What made me cry today:
I was watching the Japanese news (again. I know. I should stop), and watched this 12-year old in Iwate prefecture memorialize what happened to her on 3/11. She was making a home-made, hand-written 'newspaper' to process and preserve what she's gone through. The biggest headline was naturally "Tsunami Came," as the tsunami swallowed and wiped away her home. But the second headline was "Thank You." She lives in the elementary school she goes to, which became one of the local evacuation shelters - and she wanted to thank those who brought her family food, and also thank the people from the local community, who were helping at the shelter.
"I'd never thought such a big earthquake, or a tsunami, was possible. It was scary. We lost everything. But everyone in my family is alive, so I'm glad about that."

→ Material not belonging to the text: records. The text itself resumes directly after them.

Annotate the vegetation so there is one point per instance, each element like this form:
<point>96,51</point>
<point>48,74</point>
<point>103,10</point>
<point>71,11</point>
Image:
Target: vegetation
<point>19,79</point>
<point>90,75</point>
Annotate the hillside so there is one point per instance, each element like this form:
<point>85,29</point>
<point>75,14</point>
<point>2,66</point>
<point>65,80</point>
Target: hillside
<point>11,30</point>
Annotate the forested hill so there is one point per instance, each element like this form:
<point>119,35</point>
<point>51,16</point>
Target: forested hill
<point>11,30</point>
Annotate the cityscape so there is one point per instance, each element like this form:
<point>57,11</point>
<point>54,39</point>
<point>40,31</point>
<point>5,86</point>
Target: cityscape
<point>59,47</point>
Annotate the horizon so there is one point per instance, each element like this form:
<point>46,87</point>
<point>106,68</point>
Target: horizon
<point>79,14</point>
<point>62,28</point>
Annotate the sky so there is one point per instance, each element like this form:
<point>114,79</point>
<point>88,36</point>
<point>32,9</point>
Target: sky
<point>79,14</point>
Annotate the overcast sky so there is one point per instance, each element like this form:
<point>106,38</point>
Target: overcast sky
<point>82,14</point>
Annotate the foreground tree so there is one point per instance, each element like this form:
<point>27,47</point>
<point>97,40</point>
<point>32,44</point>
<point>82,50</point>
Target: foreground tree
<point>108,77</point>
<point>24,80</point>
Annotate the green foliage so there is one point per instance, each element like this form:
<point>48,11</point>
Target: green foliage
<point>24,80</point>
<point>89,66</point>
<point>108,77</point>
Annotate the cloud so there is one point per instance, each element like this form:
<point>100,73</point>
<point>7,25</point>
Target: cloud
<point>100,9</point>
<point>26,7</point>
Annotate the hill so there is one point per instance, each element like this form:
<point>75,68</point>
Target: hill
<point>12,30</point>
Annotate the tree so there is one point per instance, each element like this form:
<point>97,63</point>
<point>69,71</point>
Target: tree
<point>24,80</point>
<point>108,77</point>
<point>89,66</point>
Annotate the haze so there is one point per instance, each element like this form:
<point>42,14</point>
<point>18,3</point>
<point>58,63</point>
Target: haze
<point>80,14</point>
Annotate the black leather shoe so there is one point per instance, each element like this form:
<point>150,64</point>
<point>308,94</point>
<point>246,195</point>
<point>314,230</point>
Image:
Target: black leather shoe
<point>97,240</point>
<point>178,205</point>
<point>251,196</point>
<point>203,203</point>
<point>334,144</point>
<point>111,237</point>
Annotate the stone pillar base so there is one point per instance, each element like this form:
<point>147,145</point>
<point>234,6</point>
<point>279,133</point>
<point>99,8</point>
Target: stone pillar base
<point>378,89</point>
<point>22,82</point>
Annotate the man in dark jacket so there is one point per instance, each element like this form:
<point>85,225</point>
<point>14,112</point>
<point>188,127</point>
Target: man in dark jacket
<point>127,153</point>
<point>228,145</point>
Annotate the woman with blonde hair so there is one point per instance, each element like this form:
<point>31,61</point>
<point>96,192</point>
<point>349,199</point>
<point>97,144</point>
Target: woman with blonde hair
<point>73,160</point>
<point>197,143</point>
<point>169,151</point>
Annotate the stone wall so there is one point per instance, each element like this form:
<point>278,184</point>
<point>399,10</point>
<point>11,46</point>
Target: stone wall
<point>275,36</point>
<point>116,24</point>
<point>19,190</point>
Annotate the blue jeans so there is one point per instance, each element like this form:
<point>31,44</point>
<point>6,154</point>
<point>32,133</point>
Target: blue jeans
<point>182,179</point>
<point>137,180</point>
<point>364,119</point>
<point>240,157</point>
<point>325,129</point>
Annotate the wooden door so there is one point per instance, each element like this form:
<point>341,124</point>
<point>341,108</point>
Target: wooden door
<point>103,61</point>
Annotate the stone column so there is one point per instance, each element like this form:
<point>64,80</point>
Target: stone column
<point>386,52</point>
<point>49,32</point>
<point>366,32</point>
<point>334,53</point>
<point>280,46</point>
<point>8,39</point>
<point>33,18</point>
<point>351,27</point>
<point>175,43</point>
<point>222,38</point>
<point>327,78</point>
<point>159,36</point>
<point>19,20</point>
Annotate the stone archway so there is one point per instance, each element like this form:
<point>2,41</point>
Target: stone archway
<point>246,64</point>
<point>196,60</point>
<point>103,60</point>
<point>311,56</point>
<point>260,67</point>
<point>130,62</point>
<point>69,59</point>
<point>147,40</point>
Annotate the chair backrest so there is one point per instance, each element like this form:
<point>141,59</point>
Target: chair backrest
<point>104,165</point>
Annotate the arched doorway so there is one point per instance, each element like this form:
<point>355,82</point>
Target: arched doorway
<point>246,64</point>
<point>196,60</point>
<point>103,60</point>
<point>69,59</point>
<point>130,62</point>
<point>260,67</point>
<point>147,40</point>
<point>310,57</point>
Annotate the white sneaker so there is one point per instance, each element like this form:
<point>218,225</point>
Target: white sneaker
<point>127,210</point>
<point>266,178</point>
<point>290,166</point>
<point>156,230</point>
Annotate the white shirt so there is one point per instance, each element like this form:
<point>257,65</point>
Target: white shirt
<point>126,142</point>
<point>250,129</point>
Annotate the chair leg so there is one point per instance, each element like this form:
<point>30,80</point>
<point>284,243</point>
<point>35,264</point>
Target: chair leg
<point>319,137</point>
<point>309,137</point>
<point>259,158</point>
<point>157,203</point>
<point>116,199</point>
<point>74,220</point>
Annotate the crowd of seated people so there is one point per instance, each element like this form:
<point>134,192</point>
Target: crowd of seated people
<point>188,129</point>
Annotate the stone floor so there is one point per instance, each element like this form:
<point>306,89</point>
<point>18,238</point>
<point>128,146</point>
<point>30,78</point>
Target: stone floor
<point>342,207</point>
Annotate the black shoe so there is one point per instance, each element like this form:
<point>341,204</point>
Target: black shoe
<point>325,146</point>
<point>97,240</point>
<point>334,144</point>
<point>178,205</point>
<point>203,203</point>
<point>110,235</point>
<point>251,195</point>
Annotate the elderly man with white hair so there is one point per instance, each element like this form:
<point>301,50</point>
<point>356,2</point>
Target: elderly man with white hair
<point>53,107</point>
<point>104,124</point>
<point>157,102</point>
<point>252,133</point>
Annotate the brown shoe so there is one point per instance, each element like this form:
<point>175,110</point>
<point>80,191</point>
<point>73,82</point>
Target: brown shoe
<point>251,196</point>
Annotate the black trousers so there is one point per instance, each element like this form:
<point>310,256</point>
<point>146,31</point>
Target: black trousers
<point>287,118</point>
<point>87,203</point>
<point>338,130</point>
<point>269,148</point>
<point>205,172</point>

"Because of the nice people from the Self Defense Forces, my family is able to eat 3 times a day. Although we lost our home, there are people from the local community who are helping us at the shelter, and with their help, we'll be able to try hard [to rebuild our life again]. So I want to say to all of them, 'Thank you.'"
She graduated from her elementary school yesterday, in the gymnasium where they sleep, surrounded by the boxes of essential supplies like bath tissues. She couldn't wear the nice clothes her family prepared, but she was happy she could graduate in a graduation ceremony.
Waaaah. (T-T) ← tears running down my cheeks
In another segment, this 18-year old was trying to clean up the rubble. No one was paying him to do it. Every house and building in his town looked like piles of matchsticks. He apparently had secured a job in Tokyo after he graduates from his high school. He said, "I thought I'd move to the city and make some good money, but I think my hometown is more important now. I want to be here and help rebuild it."
We are so spoiled sometimes (OK, lots of times). As we get older, we start to believe we are entitled to various luxuries, and stop appreciating what we have. I think we could learn a thing or two from these kids, who lost just about everything. (Now that I'm old, I think of 18-year olds as kids - scary!)